Vacilante, temblando por el frío y la fiebre, castañeteándome los dientes, desfallecido, conseguí coronar el borde y avancé hacia el interior de la meseta. No llovía cuando salimos de la alquería y ahora una suave brisa despejaba el cielo de nubes. Estaba aterido pero no dejaba de avanzar. Un ciervo se acercó a mí y me lamió la cara. Pensé en el animal de Selene. ¿Era un mensajero de perdón?
Casi en el medio de la explanada se alzaba un poco el suelo.

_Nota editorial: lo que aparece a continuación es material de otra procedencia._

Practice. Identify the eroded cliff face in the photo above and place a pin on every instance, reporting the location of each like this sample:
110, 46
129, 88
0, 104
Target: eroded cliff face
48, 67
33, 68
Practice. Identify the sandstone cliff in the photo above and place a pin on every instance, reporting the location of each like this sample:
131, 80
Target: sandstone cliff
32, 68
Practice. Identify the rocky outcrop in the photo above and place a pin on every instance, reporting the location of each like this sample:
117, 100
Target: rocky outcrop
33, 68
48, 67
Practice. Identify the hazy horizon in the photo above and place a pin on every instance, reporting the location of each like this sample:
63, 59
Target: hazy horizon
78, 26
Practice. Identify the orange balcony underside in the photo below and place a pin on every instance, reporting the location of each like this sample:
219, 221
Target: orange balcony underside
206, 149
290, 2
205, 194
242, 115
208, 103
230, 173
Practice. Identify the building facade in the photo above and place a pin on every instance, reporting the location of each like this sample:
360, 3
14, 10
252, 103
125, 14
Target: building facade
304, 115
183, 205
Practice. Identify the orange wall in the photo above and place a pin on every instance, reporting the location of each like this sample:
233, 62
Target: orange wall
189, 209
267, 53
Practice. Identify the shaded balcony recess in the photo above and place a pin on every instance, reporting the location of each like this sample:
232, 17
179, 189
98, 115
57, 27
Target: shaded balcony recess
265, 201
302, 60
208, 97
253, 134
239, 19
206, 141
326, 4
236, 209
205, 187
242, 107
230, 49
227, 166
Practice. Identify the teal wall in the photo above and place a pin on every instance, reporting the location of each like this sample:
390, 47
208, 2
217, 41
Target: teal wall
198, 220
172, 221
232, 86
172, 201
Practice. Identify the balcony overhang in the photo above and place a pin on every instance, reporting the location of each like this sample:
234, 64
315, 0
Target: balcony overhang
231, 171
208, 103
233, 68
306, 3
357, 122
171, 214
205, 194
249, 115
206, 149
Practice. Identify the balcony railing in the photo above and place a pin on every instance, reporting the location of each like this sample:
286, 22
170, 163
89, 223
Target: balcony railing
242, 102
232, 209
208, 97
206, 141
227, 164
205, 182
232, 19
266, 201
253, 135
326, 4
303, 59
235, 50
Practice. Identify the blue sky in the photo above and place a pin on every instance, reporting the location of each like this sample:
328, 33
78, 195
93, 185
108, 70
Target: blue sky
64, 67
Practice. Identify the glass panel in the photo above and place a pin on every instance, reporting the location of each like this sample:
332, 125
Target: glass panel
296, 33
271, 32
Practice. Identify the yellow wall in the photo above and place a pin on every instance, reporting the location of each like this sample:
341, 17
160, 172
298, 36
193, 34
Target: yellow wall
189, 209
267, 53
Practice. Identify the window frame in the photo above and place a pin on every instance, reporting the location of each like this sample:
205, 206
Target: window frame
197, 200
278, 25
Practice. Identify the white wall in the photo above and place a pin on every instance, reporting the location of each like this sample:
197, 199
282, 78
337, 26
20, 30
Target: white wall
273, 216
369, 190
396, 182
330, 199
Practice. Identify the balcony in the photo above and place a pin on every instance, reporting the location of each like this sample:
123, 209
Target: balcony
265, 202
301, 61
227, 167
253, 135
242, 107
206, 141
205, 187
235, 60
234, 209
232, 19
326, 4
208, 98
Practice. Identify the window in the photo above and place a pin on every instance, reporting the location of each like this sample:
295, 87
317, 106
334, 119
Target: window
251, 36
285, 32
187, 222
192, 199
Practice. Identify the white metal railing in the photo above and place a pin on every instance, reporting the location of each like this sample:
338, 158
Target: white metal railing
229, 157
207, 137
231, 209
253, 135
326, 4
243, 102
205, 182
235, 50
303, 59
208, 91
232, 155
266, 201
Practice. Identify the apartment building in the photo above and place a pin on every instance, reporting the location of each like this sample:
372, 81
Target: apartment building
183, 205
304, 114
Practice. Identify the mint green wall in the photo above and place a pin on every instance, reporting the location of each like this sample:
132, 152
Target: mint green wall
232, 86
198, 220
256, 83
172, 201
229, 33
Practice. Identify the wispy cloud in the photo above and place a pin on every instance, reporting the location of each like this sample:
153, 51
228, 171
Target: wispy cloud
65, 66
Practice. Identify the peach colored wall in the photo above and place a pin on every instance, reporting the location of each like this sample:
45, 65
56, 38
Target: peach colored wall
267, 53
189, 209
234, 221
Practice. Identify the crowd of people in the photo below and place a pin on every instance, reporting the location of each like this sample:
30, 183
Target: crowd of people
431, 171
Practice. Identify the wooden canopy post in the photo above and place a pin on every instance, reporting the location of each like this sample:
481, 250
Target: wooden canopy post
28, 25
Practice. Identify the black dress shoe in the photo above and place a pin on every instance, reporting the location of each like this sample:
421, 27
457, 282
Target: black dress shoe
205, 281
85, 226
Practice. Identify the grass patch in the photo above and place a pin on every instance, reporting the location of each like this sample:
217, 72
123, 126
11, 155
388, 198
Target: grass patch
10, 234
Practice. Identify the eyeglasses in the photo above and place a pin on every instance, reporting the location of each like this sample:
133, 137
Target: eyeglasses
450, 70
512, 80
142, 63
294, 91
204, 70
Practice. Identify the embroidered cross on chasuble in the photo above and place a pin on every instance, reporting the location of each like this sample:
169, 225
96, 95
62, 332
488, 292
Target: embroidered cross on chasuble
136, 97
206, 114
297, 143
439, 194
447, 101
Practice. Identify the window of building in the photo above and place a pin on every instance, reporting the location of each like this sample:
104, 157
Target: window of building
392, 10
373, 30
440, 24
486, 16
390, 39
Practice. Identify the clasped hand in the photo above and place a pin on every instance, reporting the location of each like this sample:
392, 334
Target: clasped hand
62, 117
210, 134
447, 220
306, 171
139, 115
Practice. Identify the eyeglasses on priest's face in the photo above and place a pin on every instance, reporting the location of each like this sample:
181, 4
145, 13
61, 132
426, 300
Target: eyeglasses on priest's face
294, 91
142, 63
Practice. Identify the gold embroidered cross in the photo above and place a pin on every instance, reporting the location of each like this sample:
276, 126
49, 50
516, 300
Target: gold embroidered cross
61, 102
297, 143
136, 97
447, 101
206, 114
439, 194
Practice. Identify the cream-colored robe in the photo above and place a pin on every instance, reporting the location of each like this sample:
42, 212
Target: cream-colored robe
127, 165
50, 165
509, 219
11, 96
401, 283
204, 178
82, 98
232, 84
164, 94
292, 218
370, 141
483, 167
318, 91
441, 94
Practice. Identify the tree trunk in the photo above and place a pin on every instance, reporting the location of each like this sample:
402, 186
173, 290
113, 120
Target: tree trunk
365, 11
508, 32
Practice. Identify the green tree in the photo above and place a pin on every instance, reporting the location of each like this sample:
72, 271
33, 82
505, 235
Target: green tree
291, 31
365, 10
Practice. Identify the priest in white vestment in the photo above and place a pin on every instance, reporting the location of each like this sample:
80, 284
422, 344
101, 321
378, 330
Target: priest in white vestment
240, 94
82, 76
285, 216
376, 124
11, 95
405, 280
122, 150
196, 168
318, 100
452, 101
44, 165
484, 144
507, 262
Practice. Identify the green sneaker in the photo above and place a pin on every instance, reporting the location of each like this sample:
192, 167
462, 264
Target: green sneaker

Cuando llegué allí, el cielo se había despejado completamente. Y el manto de mi dios se alzó sobre las cosas.
Todo se iluminó con la luz etérea del Río de Leche y de las estrellas. Ouranos me admitía nuevamente en su intimidad. Había obtenido el perdón y ahora me llamaba.
El frío lacerante me hizo toser sin poder contenerme. Parecía que iba a arrojar mis vísceras por la boca. Pero estaba feliz. Caminaba temblando, mirando hacia lo alto y tosiendo sin parar.
No vi el repentino corte de la montaña y caí.
Andras encontró mi cuerpo por la mañana. Casi destrozado, con los huesos rotos y la sangre envolviendo el amasijo. Mi cara era una radiante sonrisa.